Integration of DNA Methylation, scATAC-seq, and scRNA-seq to Infer Transcription Factor Activity

Gene expression regulation depends on the interaction between transcription factors (TFs) and regulatory regions of the genome such as promoters and enhancers. However, the ability of TFs to bind DNA is strongly influenced by the local epigenetic state, including chromatin accessibility and DNA methylation.

In this context, three types of data provide complementary information: scRNA-seq, scATAC-seq, and DNA methylation. Integrating these layers makes it possible to infer which TFs are active and which genes they regulate, providing a more complete view of the regulatory networks that define cellular states.

In this notebook, I present a summary analysis pipeline to integrate these three sources of information using single-cell data. Each omic layer answers a different biological question.

Data type	What it tells us
scRNA-seq	Which genes and TFs are expressed
scATAC-seq	Which genomic regions are accessible
DNA methylation	Whether regulatory regions are epigenetically permissive or repressed

Overall:

TF activity is inferred, not directly measured. To infer TF activity we combine multiple signals:

TF expressed
+ motif present
+ chromatin accessible
+ low methylation
→ strong evidence that the TF is active

Integration reveals regulatory programs. When these signals are combined across thousands of cells we can:

identify active transcription factors
map enhancers to target genes
reconstruct cell-type–specific regulatory networks

These approaches allow researchers to move from descriptive transcriptomics to mechanistic models of gene regulation.

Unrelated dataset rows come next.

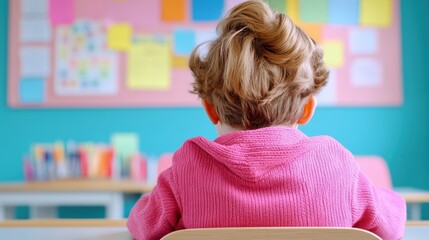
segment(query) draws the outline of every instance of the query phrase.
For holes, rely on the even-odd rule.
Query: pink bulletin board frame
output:
[[[57,67],[55,39],[57,25],[51,25],[50,42],[22,43],[20,40],[20,21],[22,19],[21,1],[9,1],[9,76],[8,104],[13,108],[92,108],[92,107],[193,107],[199,106],[197,96],[189,93],[193,81],[191,72],[186,67],[171,68],[171,85],[165,90],[131,90],[127,87],[127,53],[117,52],[118,78],[117,92],[113,95],[58,95],[55,90],[54,71]],[[46,0],[49,2],[50,0]],[[156,18],[161,11],[161,0],[127,0],[122,1],[122,9],[112,7],[119,0],[68,0],[74,3],[75,20],[85,19],[109,25],[128,22],[134,34],[163,34],[173,38],[172,32],[177,28],[194,30],[211,30],[215,21],[194,22],[191,19],[192,0],[184,0],[185,19],[182,22],[164,22]],[[298,0],[287,0],[298,2]],[[224,7],[230,8],[241,0],[225,0]],[[322,42],[324,40],[341,40],[344,43],[344,65],[333,68],[336,78],[334,102],[322,106],[400,106],[403,103],[400,16],[398,0],[392,0],[392,23],[385,28],[376,28],[378,33],[378,49],[371,56],[355,56],[348,49],[348,34],[351,29],[362,26],[321,25]],[[134,5],[133,5],[134,4]],[[139,9],[137,11],[136,9]],[[120,11],[120,12],[116,12]],[[127,12],[127,14],[124,14]],[[286,12],[286,11],[285,11]],[[144,18],[141,16],[152,16]],[[173,40],[172,40],[173,41]],[[38,103],[24,103],[20,99],[20,49],[22,47],[45,46],[50,49],[51,68],[45,79],[44,100]],[[171,47],[171,52],[173,47]],[[354,86],[350,81],[350,64],[358,58],[371,57],[380,62],[383,79],[377,86]]]
[[[341,39],[344,48],[349,48],[348,31],[353,27],[325,26],[324,39]],[[353,55],[345,51],[345,65],[335,69],[337,84],[336,106],[400,106],[403,103],[402,57],[398,1],[393,1],[392,24],[379,28],[378,50],[375,54]],[[350,64],[357,59],[376,58],[383,69],[383,81],[378,86],[351,84]]]

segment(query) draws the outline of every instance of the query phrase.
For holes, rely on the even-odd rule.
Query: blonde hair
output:
[[[295,124],[308,97],[327,83],[323,51],[289,17],[257,0],[235,6],[208,53],[190,56],[192,93],[238,129]]]

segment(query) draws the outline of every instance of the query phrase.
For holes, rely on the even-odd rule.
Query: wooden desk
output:
[[[407,222],[403,240],[427,240],[429,221]],[[126,220],[15,220],[0,222],[1,239],[130,240]]]
[[[31,218],[56,218],[57,206],[104,206],[106,217],[124,217],[124,195],[150,192],[153,185],[132,181],[58,180],[0,184],[0,220],[13,218],[12,207],[30,206]]]
[[[0,222],[1,239],[131,240],[126,220],[21,220]]]

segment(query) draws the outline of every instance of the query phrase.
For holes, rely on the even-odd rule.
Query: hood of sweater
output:
[[[197,137],[190,141],[199,152],[210,156],[246,181],[259,181],[273,169],[297,159],[317,138],[309,138],[296,128],[275,126],[256,130],[235,131],[215,141]],[[194,145],[195,146],[195,145]]]

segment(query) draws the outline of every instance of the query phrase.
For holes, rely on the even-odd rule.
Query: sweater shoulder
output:
[[[344,147],[339,141],[330,136],[311,137],[310,141],[319,143],[315,149],[318,155],[328,158],[330,162],[338,162],[343,166],[352,168],[353,172],[358,171],[354,155]]]

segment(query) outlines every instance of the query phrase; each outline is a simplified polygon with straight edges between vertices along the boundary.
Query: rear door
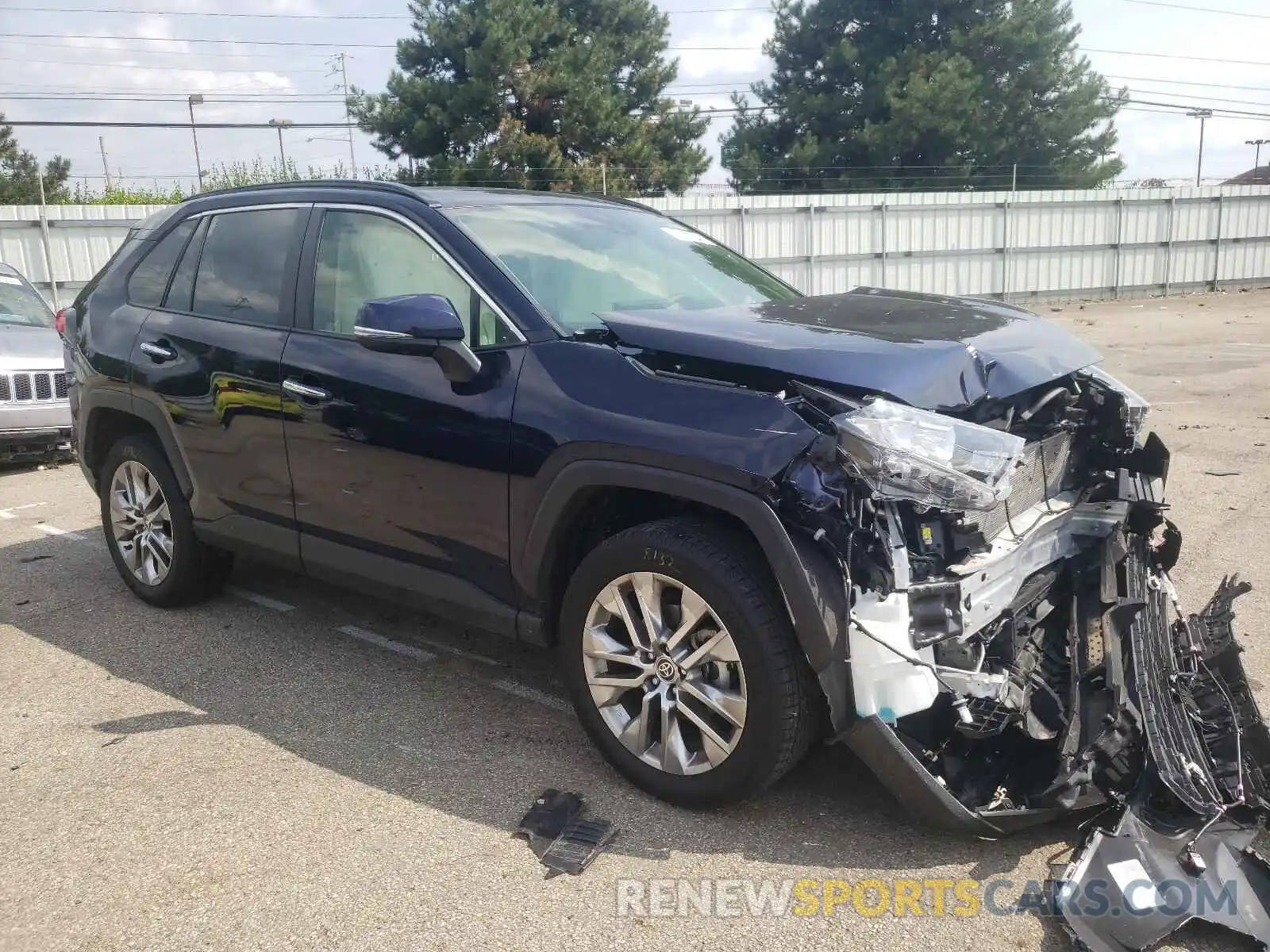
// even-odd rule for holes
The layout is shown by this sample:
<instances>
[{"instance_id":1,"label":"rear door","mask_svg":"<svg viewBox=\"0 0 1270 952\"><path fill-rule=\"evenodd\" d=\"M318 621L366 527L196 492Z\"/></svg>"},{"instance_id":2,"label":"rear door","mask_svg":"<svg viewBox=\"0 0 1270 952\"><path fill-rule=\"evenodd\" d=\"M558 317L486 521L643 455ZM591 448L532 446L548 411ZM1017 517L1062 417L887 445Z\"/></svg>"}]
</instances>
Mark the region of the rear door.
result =
<instances>
[{"instance_id":1,"label":"rear door","mask_svg":"<svg viewBox=\"0 0 1270 952\"><path fill-rule=\"evenodd\" d=\"M353 335L370 300L450 298L480 358L452 383L428 357ZM305 242L284 429L305 569L414 593L514 631L508 567L512 397L523 338L428 231L390 209L319 207Z\"/></svg>"},{"instance_id":2,"label":"rear door","mask_svg":"<svg viewBox=\"0 0 1270 952\"><path fill-rule=\"evenodd\" d=\"M283 561L298 559L298 542L279 372L310 211L249 207L192 220L132 354L135 399L159 404L173 423L199 534Z\"/></svg>"}]
</instances>

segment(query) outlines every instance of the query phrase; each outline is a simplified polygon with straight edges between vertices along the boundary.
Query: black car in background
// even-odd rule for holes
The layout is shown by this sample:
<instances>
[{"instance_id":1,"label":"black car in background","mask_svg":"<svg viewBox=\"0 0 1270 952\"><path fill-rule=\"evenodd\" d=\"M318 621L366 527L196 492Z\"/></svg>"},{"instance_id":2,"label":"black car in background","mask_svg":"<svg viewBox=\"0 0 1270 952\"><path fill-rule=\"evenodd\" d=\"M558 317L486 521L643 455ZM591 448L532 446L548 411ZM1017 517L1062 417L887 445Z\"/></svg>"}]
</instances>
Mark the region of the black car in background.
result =
<instances>
[{"instance_id":1,"label":"black car in background","mask_svg":"<svg viewBox=\"0 0 1270 952\"><path fill-rule=\"evenodd\" d=\"M804 297L624 202L375 183L155 215L66 324L142 599L243 552L554 646L592 740L681 805L824 735L980 835L1111 805L1082 942L1191 914L1082 906L1106 876L1140 904L1126 869L1238 880L1227 924L1266 941L1243 589L1180 611L1168 453L1099 359L998 302Z\"/></svg>"}]
</instances>

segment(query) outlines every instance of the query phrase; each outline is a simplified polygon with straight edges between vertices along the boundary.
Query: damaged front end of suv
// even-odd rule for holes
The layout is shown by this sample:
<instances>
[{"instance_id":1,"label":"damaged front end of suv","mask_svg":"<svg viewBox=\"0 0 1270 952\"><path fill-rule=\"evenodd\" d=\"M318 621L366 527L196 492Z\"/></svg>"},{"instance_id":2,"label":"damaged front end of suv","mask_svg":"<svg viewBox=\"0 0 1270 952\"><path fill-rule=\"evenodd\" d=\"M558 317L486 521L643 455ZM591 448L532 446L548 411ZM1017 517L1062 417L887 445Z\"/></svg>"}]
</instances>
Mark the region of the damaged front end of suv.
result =
<instances>
[{"instance_id":1,"label":"damaged front end of suv","mask_svg":"<svg viewBox=\"0 0 1270 952\"><path fill-rule=\"evenodd\" d=\"M768 501L839 633L814 665L836 736L933 825L991 838L1101 809L1057 894L1082 947L1191 918L1270 942L1251 849L1270 734L1232 631L1250 586L1181 607L1146 401L996 302L859 288L744 316L763 345L737 314L605 320L654 372L763 390L806 424ZM1236 889L1195 908L1162 883Z\"/></svg>"},{"instance_id":2,"label":"damaged front end of suv","mask_svg":"<svg viewBox=\"0 0 1270 952\"><path fill-rule=\"evenodd\" d=\"M1232 631L1250 586L1184 612L1146 402L1092 367L960 414L794 388L823 437L781 505L846 581L852 749L914 812L980 835L1114 807L1059 894L1088 948L1196 915L1270 938L1251 850L1270 735ZM1205 878L1241 889L1206 915L1156 889Z\"/></svg>"}]
</instances>

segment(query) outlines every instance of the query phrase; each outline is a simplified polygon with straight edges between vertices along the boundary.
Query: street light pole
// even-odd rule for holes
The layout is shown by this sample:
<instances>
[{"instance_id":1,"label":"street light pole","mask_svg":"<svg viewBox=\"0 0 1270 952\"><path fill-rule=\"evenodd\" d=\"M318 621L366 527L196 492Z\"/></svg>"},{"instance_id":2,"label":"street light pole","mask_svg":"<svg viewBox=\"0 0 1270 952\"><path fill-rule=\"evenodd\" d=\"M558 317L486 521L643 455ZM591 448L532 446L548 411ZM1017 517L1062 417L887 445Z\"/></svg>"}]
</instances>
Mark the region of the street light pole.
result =
<instances>
[{"instance_id":1,"label":"street light pole","mask_svg":"<svg viewBox=\"0 0 1270 952\"><path fill-rule=\"evenodd\" d=\"M198 188L203 188L203 160L198 157L198 128L194 126L194 107L203 104L203 96L197 93L189 98L189 133L194 137L194 171L198 173Z\"/></svg>"},{"instance_id":2,"label":"street light pole","mask_svg":"<svg viewBox=\"0 0 1270 952\"><path fill-rule=\"evenodd\" d=\"M1267 143L1270 143L1270 138L1247 138L1247 140L1243 141L1243 145L1246 145L1246 146L1256 146L1257 147L1257 157L1252 162L1252 168L1253 169L1260 169L1261 168L1261 146L1267 145Z\"/></svg>"},{"instance_id":3,"label":"street light pole","mask_svg":"<svg viewBox=\"0 0 1270 952\"><path fill-rule=\"evenodd\" d=\"M1191 109L1186 114L1193 119L1199 119L1199 161L1195 164L1195 188L1199 188L1200 176L1204 173L1204 123L1213 118L1213 110Z\"/></svg>"}]
</instances>

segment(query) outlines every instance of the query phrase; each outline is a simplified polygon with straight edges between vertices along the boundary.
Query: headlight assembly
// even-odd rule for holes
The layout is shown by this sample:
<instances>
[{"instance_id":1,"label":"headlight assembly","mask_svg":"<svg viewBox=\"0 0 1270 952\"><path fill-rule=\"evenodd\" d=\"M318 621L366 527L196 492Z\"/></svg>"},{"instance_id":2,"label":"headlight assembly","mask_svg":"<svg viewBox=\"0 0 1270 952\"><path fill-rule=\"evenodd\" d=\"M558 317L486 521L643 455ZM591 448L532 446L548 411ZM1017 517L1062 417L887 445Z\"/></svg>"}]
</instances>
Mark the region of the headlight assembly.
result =
<instances>
[{"instance_id":1,"label":"headlight assembly","mask_svg":"<svg viewBox=\"0 0 1270 952\"><path fill-rule=\"evenodd\" d=\"M1010 494L1024 439L951 416L874 400L833 418L847 470L884 499L987 510Z\"/></svg>"}]
</instances>

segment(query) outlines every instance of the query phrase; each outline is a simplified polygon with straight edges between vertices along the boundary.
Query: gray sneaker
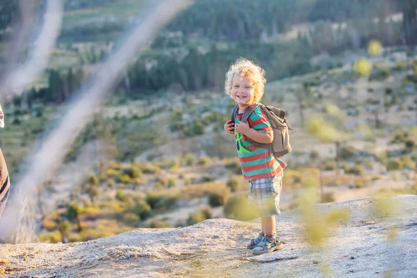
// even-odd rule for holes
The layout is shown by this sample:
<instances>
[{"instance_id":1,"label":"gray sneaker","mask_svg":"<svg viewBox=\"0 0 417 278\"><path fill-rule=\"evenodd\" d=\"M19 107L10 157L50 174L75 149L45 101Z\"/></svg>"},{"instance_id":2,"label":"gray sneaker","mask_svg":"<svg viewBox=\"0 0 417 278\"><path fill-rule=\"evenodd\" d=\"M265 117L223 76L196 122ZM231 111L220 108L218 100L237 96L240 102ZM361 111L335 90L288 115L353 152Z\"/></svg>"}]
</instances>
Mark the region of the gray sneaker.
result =
<instances>
[{"instance_id":1,"label":"gray sneaker","mask_svg":"<svg viewBox=\"0 0 417 278\"><path fill-rule=\"evenodd\" d=\"M269 236L264 236L262 241L252 250L252 253L254 255L260 255L261 254L270 253L276 250L280 250L284 247L281 242L281 238L277 236L273 238Z\"/></svg>"},{"instance_id":2,"label":"gray sneaker","mask_svg":"<svg viewBox=\"0 0 417 278\"><path fill-rule=\"evenodd\" d=\"M263 239L263 235L262 234L259 233L259 234L258 235L258 237L256 238L258 238L258 240L259 240L259 242L261 242ZM247 245L246 245L246 247L247 249L252 250L252 249L254 249L254 247L256 247L256 245L254 243L254 240L256 238L253 238L253 239L250 240L250 242L247 244Z\"/></svg>"}]
</instances>

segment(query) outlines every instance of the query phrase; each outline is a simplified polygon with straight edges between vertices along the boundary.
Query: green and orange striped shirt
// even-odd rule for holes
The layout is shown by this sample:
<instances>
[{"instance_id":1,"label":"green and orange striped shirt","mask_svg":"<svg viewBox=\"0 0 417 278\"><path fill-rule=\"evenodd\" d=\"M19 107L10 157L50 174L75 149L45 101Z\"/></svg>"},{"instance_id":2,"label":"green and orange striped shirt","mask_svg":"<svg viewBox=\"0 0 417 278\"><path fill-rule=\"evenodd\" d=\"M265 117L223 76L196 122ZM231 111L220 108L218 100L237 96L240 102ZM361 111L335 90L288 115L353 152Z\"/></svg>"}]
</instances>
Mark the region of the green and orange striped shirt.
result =
<instances>
[{"instance_id":1,"label":"green and orange striped shirt","mask_svg":"<svg viewBox=\"0 0 417 278\"><path fill-rule=\"evenodd\" d=\"M235 123L242 120L243 113L236 115ZM271 123L260 106L247 119L249 126L263 133L273 132ZM247 181L274 177L286 166L277 159L268 149L256 147L249 142L242 133L235 131L235 141L243 178Z\"/></svg>"}]
</instances>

Single-cell multi-omics integrates expression, chromatin accessibility, and DNA methylation to identify which transcription factors are active and how they control gene regulatory networks that define cellular identity.

Summary of the Pipeline

Process scRNA-seq (gene expression)
Identify TF expression levels
Process scATAC-seq (peak detection)
Process DNA methylation (epigenetic state of regulatory regions)
Perform TF motif analysis
Integrate multi-omic matrices
Infer regulatory activity

Step 1. Processing scATAC-seq and Peak Identification

First, chromatin accessibility data are processed to define open regions of the genome.

Typical steps include read alignment, quality filtering, peak calling and construction of a peak × cell matrix.

Conceptual Example

Peak	Cell1	Cell2	Cell3
peak_1	0	4	2
peak_2	1	0	0
peak_3	5	3	1

These peaks represent potential regulatory regions where transcription factors may bind.

Step 2. Integrating Methylation with Accessible Regions

Once peaks are defined, they are intersected with methylation data:

scATAC peaks ∩ methylated CpGs

This allows the calculation of methylation levels within accessible regions.

Conceptual Example

Peak	Methylation
peak_1	0.12
peak_2	0.78
peak_3	0.25

Interpretation

Low methylation + high accessibility → active regulatory region
High methylation + low accessibility → repressed region

Step 3. Identification of TF Motifs

Next, TF motif scanning is performed within the identified peaks. This allows the detection of potential TF binding sites.

Example

Peak region chr1:10200–10400

Motifs detected

SOX2
GATA1
RUNX1

Resulting Matrix (Peak × TF Motif)

Peak	SOX2	GATA1	RUNX1
peak_1	1	0	1
peak_2	0	1	0
peak_3	1	1	0

Step 4. Estimating TF Activity Using Chromatin Accessibility

Peaks containing motifs for a given TF can be aggregated to estimate regulatory activity based on accessibility. This strategy is commonly used in methods such as chromVAR.

Conceptual Workflow

TF motif peaks
↓
average accessibility
↓
TF accessibility score

Step 5. Integrating Methylation at Motif Sites

DNA methylation is then used to refine TF activity inference. For each motif:

identify nearby CpGs
calculate average methylation
evaluate patterns of hypomethylation

Conceptual Example

TF	Accessibility	Methylation
SOX2	high	low
GATA1	low	high

Interpretation

High accessibility + low methylation → TF likely active
Low accessibility + high methylation → TF likely inactive

Step 6. Integration with Gene Expression (scRNA-seq)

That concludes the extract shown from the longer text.